New Yorkers seeking education records have often been frustrated and forced to wait months or years for a response from the agency. Its holdups have occasioned lawsuits, a failing grade in a 2013 report by now-Mayor Bill de Blasio when he was the city’s public advocate, and frequent criticism from journalists, advocates, scholars, and parents, who say the DOE flouts state law.

The DOE’s original response said requested records would be provided in May 2016.

A 74 analysis last fall found that requests for public records sometimes went unanswered for more than 700 business days. Hundreds of requests remained open for more than a year.

Under FOIL, agencies are required to respond within 20 days after granting a request. When additional time is needed, officials must provide a “date certain within a reasonable period” for providing records.

In July 2017, after sporadically receiving extension notices for 15 months following its April 2016 filing, The 74 argued that the department’s actions were indistinguishable from refusing to provide any answer.

Friedman, who runs the agency’s legal operations, including the records office, rejected that argument on July 28 but said he would direct DOE lawyers to release a “reasonable number” of the requested records each month “with production of the entirety to be completed by January 31, 2018.”

The agency did provide partial records for three months, most of them cases involving teachers accused of incompetence rather than misconduct. The responses stopped after September, and for four months The 74 did not receive a communication of any kind. On February 1, the day after Friedman said all records were to be provided, the DOE sent a letter extending an “interim” due date to February 21.

That deadline also passed without any records being shared. The 74 didn’t hear from the DOE again until March 2, after it directed questions to the department’s press office for this article. The FOIL office said in a letter that The 74 would receive a final response to its request on April 30 — two years and 10 days after it was filed.

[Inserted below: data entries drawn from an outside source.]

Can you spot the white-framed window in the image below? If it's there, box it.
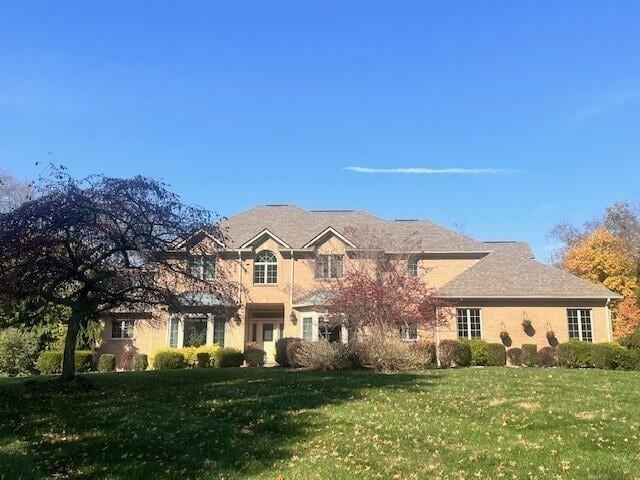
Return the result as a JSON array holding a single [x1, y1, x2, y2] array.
[[253, 250, 278, 284], [407, 258, 420, 277], [567, 308, 593, 342], [189, 255, 216, 280], [400, 325, 418, 341], [111, 320, 133, 340], [316, 255, 343, 278], [456, 308, 482, 340]]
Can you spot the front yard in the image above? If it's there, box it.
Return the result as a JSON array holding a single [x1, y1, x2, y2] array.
[[0, 368, 640, 479]]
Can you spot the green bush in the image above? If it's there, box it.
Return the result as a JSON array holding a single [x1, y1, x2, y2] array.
[[522, 343, 538, 367], [132, 353, 149, 372], [213, 347, 244, 368], [439, 340, 471, 368], [538, 347, 558, 367], [74, 350, 93, 372], [0, 328, 38, 377], [244, 342, 267, 367], [507, 347, 522, 367], [276, 337, 302, 367], [196, 352, 211, 368], [153, 350, 186, 370], [98, 353, 116, 372], [36, 350, 62, 375], [487, 343, 507, 367], [558, 340, 593, 368], [461, 340, 488, 367]]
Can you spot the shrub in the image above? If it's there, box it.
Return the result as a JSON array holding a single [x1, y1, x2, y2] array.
[[213, 347, 244, 368], [507, 347, 522, 367], [285, 339, 304, 368], [196, 352, 211, 368], [461, 340, 488, 366], [296, 340, 351, 371], [75, 350, 93, 372], [538, 347, 558, 367], [558, 340, 593, 368], [98, 353, 116, 372], [244, 342, 267, 367], [522, 343, 538, 367], [409, 340, 437, 368], [132, 353, 149, 372], [440, 340, 471, 368], [487, 343, 507, 367], [0, 328, 38, 376], [276, 337, 302, 367], [153, 348, 186, 370], [352, 330, 422, 372]]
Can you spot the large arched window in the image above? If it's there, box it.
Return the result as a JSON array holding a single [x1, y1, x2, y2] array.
[[253, 250, 278, 284]]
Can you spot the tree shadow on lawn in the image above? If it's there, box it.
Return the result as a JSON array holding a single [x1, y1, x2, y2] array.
[[0, 368, 439, 479]]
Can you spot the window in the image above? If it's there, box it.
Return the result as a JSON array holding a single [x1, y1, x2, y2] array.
[[213, 315, 227, 347], [302, 317, 313, 342], [253, 250, 278, 284], [111, 320, 133, 340], [400, 325, 418, 340], [189, 255, 216, 280], [407, 258, 420, 277], [457, 308, 482, 340], [316, 255, 342, 278], [567, 308, 593, 342]]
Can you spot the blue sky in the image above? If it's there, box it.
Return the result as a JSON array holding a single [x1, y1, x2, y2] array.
[[0, 0, 640, 259]]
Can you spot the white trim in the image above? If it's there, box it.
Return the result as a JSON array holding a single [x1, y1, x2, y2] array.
[[302, 227, 357, 248], [240, 228, 291, 248]]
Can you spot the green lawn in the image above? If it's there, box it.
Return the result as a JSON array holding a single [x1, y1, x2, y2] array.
[[0, 368, 640, 480]]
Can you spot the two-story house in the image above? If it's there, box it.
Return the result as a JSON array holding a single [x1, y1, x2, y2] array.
[[101, 205, 620, 361]]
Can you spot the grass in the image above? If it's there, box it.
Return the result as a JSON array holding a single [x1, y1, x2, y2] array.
[[0, 368, 640, 480]]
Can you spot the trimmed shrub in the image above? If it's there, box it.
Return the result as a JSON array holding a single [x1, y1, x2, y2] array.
[[153, 348, 186, 370], [522, 343, 538, 367], [439, 340, 471, 368], [538, 347, 558, 367], [213, 347, 244, 368], [75, 350, 93, 372], [196, 352, 211, 368], [487, 343, 507, 367], [558, 340, 593, 368], [276, 337, 302, 367], [296, 340, 351, 371], [244, 342, 267, 367], [461, 340, 488, 367], [0, 328, 38, 377], [285, 339, 305, 368], [98, 353, 116, 372], [507, 347, 522, 367], [131, 353, 149, 372], [36, 350, 62, 375]]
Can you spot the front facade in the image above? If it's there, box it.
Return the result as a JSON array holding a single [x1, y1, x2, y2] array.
[[100, 205, 619, 368]]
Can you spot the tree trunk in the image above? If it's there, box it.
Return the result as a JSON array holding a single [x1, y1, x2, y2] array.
[[60, 309, 83, 381]]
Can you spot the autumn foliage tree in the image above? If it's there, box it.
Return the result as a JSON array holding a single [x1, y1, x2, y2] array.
[[0, 167, 234, 379]]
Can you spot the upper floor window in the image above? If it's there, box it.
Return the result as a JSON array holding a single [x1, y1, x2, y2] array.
[[189, 255, 216, 280], [407, 258, 420, 277], [456, 308, 482, 340], [567, 308, 593, 342], [316, 255, 342, 278], [253, 250, 278, 283]]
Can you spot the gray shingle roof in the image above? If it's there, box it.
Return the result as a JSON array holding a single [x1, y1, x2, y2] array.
[[222, 205, 487, 252], [438, 243, 621, 298]]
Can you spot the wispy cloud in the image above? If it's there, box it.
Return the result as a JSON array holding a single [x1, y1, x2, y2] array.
[[345, 167, 522, 175], [576, 89, 640, 120]]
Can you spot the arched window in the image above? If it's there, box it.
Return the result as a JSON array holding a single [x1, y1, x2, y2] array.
[[407, 258, 419, 277], [253, 250, 278, 283]]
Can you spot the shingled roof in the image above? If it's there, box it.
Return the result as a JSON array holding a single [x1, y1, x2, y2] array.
[[438, 242, 622, 299], [222, 205, 488, 252]]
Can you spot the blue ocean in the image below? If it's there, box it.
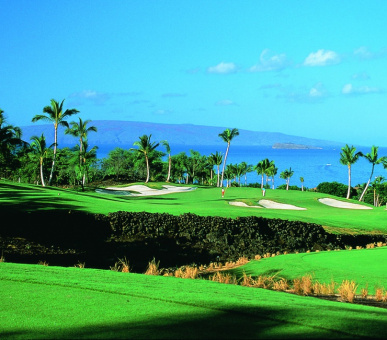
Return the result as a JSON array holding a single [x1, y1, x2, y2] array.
[[98, 144, 387, 188]]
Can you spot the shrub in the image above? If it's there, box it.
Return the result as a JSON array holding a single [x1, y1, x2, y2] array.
[[316, 182, 357, 198]]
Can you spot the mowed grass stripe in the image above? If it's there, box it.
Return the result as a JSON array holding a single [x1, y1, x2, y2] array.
[[0, 263, 387, 338], [0, 182, 387, 233]]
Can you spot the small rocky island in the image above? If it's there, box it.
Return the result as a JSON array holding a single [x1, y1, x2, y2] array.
[[272, 143, 322, 150]]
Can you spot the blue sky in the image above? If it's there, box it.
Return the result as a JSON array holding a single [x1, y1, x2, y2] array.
[[0, 0, 387, 146]]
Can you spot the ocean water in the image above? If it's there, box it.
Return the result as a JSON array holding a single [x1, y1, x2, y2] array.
[[98, 144, 387, 188]]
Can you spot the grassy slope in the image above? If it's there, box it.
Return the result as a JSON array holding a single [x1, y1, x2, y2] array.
[[229, 247, 387, 295], [0, 263, 387, 339], [0, 183, 387, 338], [0, 182, 387, 233]]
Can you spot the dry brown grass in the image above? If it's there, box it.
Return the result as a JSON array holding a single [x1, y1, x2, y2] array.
[[273, 279, 289, 292], [293, 275, 313, 295], [174, 266, 199, 279], [74, 262, 85, 269], [236, 256, 249, 266], [210, 272, 238, 285], [110, 257, 130, 273], [337, 280, 358, 303], [145, 258, 160, 275]]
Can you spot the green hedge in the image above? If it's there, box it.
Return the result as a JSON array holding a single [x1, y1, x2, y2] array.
[[0, 211, 387, 268]]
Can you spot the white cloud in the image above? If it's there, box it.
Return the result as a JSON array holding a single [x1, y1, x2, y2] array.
[[353, 46, 387, 60], [304, 50, 340, 66], [249, 48, 289, 72], [341, 84, 384, 95], [207, 62, 237, 74], [153, 110, 173, 116], [69, 90, 111, 105], [277, 82, 329, 104], [215, 99, 236, 106], [341, 84, 353, 94], [352, 72, 370, 80]]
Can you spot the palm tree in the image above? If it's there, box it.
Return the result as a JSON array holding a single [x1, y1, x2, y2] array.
[[255, 158, 275, 189], [65, 117, 97, 162], [161, 140, 172, 183], [75, 140, 98, 191], [218, 128, 239, 186], [0, 109, 27, 173], [340, 144, 363, 199], [132, 135, 160, 183], [210, 151, 223, 187], [280, 168, 294, 190], [359, 145, 387, 201], [30, 134, 54, 187], [268, 164, 278, 189], [32, 99, 79, 185], [371, 176, 385, 207], [224, 164, 235, 187], [255, 161, 265, 189], [300, 177, 304, 191]]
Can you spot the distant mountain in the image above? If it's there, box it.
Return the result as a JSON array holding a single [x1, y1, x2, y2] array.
[[21, 120, 342, 149]]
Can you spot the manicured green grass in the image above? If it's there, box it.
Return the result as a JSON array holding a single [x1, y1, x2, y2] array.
[[228, 247, 387, 295], [0, 263, 387, 339], [0, 182, 387, 233], [0, 182, 387, 339]]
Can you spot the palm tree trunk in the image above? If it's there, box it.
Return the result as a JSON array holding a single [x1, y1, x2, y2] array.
[[347, 164, 351, 200], [220, 143, 230, 187], [359, 164, 375, 202], [48, 124, 58, 186], [40, 161, 46, 187], [145, 155, 150, 183], [167, 154, 172, 183]]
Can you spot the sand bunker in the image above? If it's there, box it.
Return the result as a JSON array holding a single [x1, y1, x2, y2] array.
[[259, 200, 306, 210], [96, 185, 196, 196], [229, 202, 262, 209], [318, 198, 372, 209], [229, 200, 306, 210]]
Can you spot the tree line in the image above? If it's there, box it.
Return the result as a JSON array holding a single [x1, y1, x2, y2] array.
[[0, 99, 387, 205]]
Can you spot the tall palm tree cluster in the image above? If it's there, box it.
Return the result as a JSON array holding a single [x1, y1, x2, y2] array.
[[0, 99, 387, 201], [0, 99, 97, 190], [340, 144, 387, 206]]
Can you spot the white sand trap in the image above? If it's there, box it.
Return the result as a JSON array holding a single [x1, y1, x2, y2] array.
[[259, 200, 306, 210], [102, 185, 196, 196], [318, 198, 372, 209], [228, 202, 262, 209], [229, 200, 306, 210]]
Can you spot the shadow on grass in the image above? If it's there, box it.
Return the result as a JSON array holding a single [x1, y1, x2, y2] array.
[[0, 183, 80, 212], [0, 297, 385, 339]]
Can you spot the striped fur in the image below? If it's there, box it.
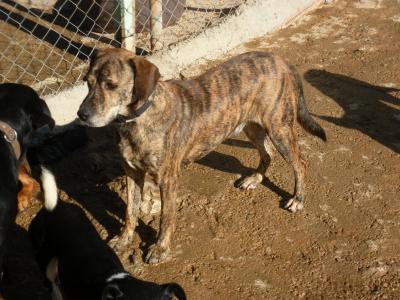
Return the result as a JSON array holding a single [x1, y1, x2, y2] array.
[[80, 49, 326, 263]]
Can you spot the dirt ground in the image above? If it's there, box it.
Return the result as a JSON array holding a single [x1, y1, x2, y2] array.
[[0, 0, 400, 300]]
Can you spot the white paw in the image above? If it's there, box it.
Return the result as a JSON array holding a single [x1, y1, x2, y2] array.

Freeman, from the open government committee, told The 74 last October that he was hopeful the DOE’s new rules would lead to a change.

“I think that if [DOE officials] stick to them, the changes that have been made represent improvements,” he said. “The hope is that we will see much more efficient response to FOIL requests. We will see fewer unreasonable and unjustifiable delays. We will see more seriousness given to compliance with FOIL.”